Side planks help to strengthen your core muscles, as we have been working on, but it adds a different dimension, and we can do beginner to more advanced side planks.  Side planks target your gluteal (butt) muscles, quads, hamstrings, and thigh (inner and outer muscles), along with those core abdominal and back muscles. This will really help to tone and strengthen those muscles that assist your abs and back, so you will have a much stronger body, which will lead to less back pain (unless you have a medical reason for it), improved posture, and you will feel better and stronger, which will improve your self-esteem!

How do I perform a Side Plank?

You can start either from a plank position, and turn to the side so that the side of your foot is on the floor, the other foot is directly stacked on top ankle to ankle, knee to knee, and your hips are directly in line with the floor. For the beginner, you can do this pose on your elbow (arm flat on the floor perpendicular to the shoulder).  More advanced, you can have your arm straight, with your hand placed flat on the floor, directly under your shoulder. From this position, you can get more advanced, keeping your core muscles engaged and tight, lift the top arm directly above your shoulder into the air, and also lift that top foot 6-9″ into the air.

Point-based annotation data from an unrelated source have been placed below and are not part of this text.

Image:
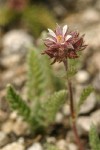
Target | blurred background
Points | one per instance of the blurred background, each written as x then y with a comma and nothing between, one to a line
22,25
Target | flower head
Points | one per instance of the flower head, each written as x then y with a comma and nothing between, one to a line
62,44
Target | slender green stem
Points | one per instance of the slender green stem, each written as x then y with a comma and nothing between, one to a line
73,116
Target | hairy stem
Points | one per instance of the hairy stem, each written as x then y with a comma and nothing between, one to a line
73,116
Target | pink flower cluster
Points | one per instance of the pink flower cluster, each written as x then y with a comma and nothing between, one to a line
62,44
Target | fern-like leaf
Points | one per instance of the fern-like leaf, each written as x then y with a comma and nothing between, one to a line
85,93
17,103
94,138
53,104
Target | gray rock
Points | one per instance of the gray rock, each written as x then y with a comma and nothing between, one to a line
82,76
15,46
3,139
35,146
84,123
89,104
13,146
16,41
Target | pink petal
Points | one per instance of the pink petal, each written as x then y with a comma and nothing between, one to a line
52,33
58,30
65,30
68,37
50,39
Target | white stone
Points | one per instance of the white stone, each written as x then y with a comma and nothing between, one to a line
82,76
35,146
16,41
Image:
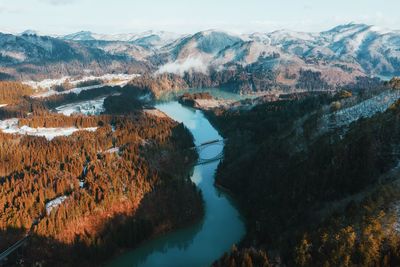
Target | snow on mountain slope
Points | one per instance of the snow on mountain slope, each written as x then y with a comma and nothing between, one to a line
146,39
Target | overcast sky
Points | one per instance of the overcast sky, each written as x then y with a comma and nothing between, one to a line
122,16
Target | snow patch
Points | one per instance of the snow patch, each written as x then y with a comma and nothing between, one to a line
90,107
10,126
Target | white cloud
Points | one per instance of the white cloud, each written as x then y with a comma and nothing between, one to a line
181,66
59,2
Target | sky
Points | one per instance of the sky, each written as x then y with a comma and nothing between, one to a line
239,16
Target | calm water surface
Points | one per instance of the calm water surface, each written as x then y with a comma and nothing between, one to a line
222,225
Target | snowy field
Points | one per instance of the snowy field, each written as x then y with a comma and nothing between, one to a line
364,109
11,126
90,107
108,79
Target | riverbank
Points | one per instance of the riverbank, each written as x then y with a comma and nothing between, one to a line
222,226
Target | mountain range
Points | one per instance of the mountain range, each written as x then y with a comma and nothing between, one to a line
290,59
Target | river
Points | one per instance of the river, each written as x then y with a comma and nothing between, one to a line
222,226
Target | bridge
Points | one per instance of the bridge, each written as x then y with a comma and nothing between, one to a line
199,148
202,146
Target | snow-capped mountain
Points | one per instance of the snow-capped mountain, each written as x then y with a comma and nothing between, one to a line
146,39
339,55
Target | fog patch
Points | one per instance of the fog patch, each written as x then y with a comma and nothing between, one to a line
181,66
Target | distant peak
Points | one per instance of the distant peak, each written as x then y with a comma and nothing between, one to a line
29,32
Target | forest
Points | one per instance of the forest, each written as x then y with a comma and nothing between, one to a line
311,197
119,185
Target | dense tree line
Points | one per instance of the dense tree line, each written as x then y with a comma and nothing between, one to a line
286,175
13,92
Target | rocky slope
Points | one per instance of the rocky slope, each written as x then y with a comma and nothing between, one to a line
283,60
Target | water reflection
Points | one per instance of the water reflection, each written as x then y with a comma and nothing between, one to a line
200,244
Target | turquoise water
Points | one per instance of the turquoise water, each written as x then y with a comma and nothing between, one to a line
222,225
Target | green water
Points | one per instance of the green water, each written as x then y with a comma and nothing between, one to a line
222,225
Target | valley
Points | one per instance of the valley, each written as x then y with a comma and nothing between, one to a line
262,148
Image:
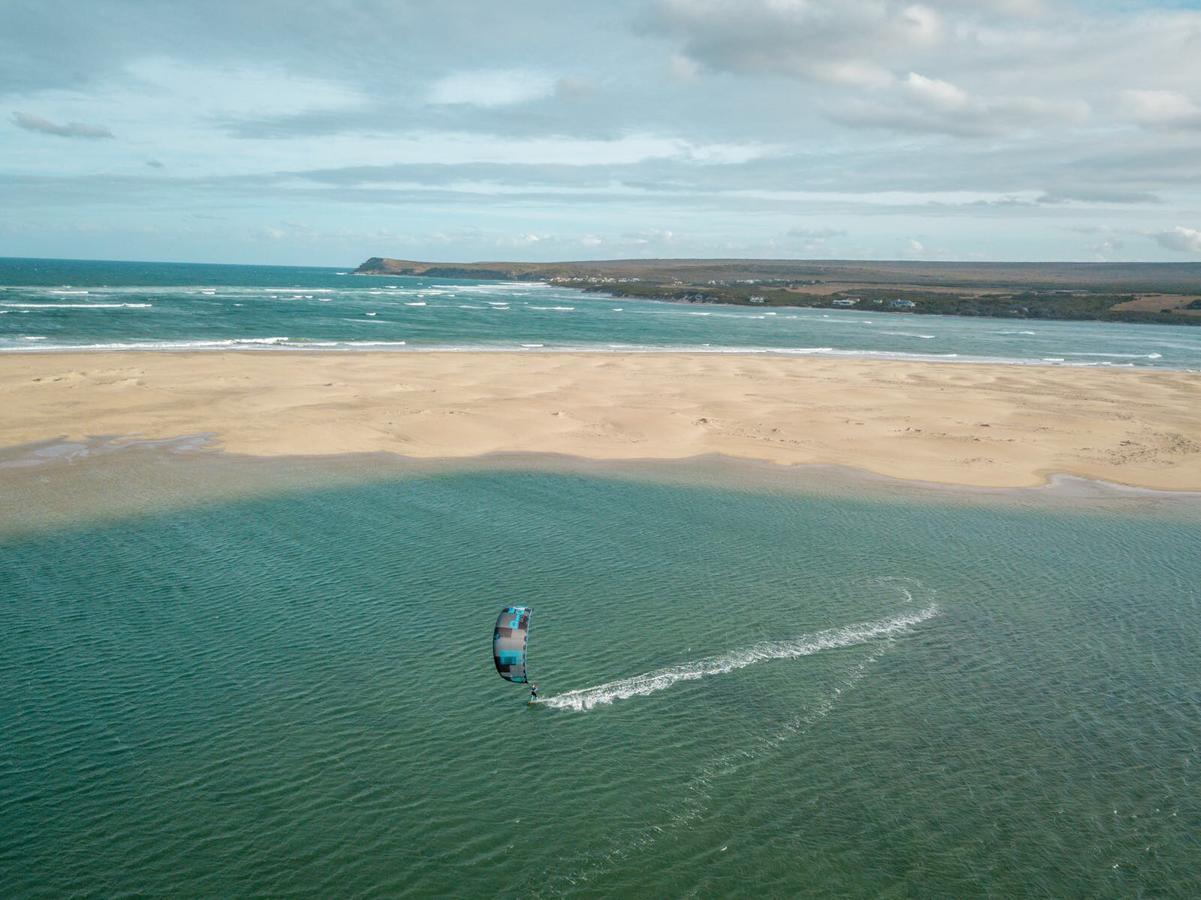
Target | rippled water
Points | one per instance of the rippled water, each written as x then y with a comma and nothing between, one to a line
60,304
744,692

Top: beginner side plankBottom: more advanced

Top: beginner side plank
Bottom: more advanced


Top: Advanced side plank with arm and leg lift

Top: Advanced side plank with arm and leg lift

I do suggest starting at a more beginners level and then advancing as you feel stronger, and as you can get hurt if you push yourself too hard and you do not have the proper body  positioning.  You don’t want to fall or topple over or overstrain muscles. Make sure to engage your core muscles, breathe through the exercises (holding your breath is never good, but especially when exercising!), and if it gets to the point that you do not feel like you can breathe, take a break! Yes we are all challenging and we have goals as a group BUT you need to listen to your body and do what feels right.  If you have pain (not just “this is new muscle I am working” type of pain but real pain), stop and take the day off, and if the pain comes back you may need to see your healthcare practitioner (HCP), if the pain goes away, maybe you pushed yourself too hard, and go to a more beginner position.

Keep planking your way to that beach body, we are almost halfway through a very difficult challenge: just focus on how strong we will be and how good we will look at the end!